Auch der FDP-Fraktionsvorsitzende Christian Lindner unterstützt die Idee eines Klima Bürgerrates prinzipiell. "Über eine Beteiligungsplattform in Sachen Klimapolitik analog zum Bürgerrat Demokratie kann man gerne diskutieren. Allerdings muss man differenzieren: Die Ziele der Klimapolitik müssen demokratisch festgelegt werden. Das kann durch breite Beteiligungsmöglichkeiten flankiert werden, die endgültige Entscheidung muss aber im Parlament getroffen werden", schreibt er. "Eine Beteiligungsplattform für den Klimaschutz in Form eines Bürgerrates ist eine Idee, die wir grundsätzlich unterstützen. Ein Bürgerrat kann helfen, die Ausprägung der klimapolitischen Ziele mitzugestalten", meint auch die stellvertretende FDP-Vorsitzende und Bundestagsabgeordnete Katja Suding.

"Für Demokratisierung und Beteiligung"

„Die Linke setzt sich für Demokratisierung und die Ermöglichung demokratischer Beteiligung ein.

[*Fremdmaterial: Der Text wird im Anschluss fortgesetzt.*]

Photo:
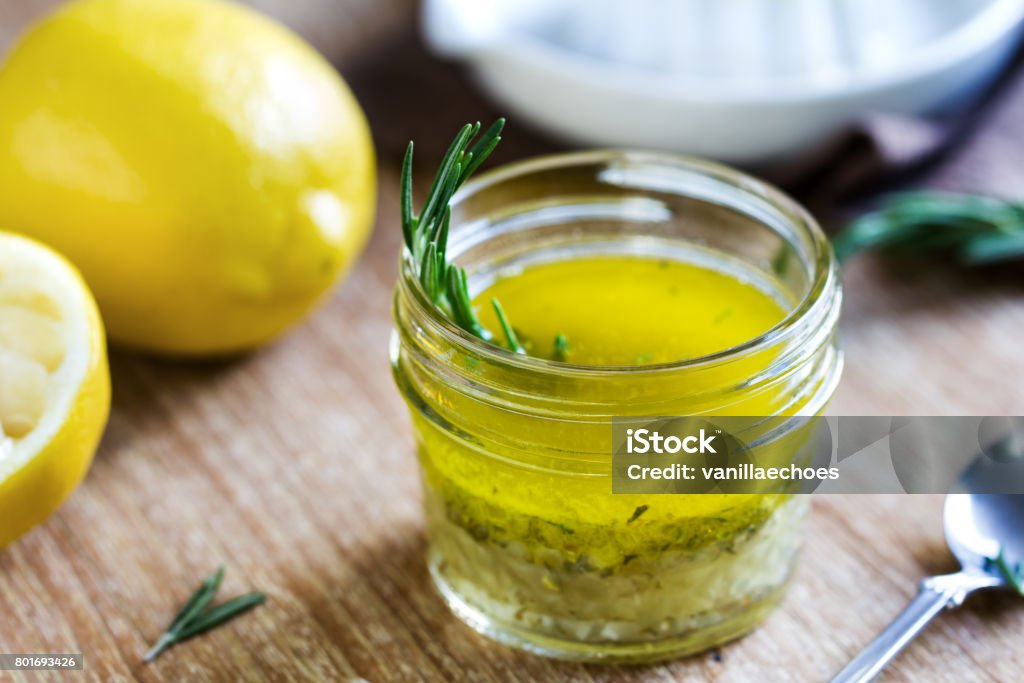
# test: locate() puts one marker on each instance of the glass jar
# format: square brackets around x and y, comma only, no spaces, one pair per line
[527,544]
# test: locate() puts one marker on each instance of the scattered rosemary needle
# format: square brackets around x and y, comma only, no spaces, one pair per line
[196,616]
[974,228]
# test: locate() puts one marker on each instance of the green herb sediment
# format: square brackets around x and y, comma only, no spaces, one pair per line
[975,229]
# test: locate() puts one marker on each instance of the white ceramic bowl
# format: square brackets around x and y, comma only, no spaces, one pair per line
[743,81]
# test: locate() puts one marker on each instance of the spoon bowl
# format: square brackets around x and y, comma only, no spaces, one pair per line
[979,528]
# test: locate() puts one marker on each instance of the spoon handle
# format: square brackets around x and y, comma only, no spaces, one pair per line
[935,595]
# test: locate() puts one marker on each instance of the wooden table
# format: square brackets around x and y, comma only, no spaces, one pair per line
[295,468]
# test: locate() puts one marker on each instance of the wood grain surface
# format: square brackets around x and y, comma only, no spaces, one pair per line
[294,466]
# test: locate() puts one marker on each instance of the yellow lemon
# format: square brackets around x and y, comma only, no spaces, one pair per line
[210,174]
[54,386]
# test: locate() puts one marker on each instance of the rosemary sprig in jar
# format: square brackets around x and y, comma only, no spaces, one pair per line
[974,228]
[426,235]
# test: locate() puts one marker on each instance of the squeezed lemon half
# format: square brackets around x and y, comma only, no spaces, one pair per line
[54,383]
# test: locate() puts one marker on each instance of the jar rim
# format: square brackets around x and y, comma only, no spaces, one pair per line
[824,275]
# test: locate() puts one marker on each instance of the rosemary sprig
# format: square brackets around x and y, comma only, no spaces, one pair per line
[974,228]
[1014,574]
[196,616]
[426,233]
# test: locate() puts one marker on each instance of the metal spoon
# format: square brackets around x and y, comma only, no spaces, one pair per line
[978,527]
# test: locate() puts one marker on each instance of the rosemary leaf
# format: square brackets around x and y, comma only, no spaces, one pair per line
[223,612]
[408,220]
[561,348]
[510,337]
[197,616]
[1014,575]
[973,228]
[200,599]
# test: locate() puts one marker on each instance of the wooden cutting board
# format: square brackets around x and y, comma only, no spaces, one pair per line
[294,467]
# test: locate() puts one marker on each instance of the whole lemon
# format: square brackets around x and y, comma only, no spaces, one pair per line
[209,173]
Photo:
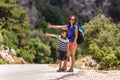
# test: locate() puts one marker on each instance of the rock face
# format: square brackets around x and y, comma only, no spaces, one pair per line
[32,11]
[86,7]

Dies gilt auch für Klimapolitik und Fragen des sozialökologischen Umbaus“, antwortet die Parteivorsitzende Katja Kipping auf abgeordnetenwatch.de. Es müsse klar sein, was mit Erkenntnissen von Beteiligungsformaten geschehe und welche Reichweite diese hätten. „Einen Klima-Bürgerrat befürworten wir. Denn die Klimaveränderungen betreffen alle und alle unterschiedlich. Bürgerräte ersetzen nicht die gewählten Entscheidungsgremien aber bereichern sie durch ihre Stimme(n)“, so der Linken-Abgeordnete Lorenz Gösta Beutin.

Abgeordnete der AfD wurden von den Extinction Rebellion-Aktiven nicht befragt.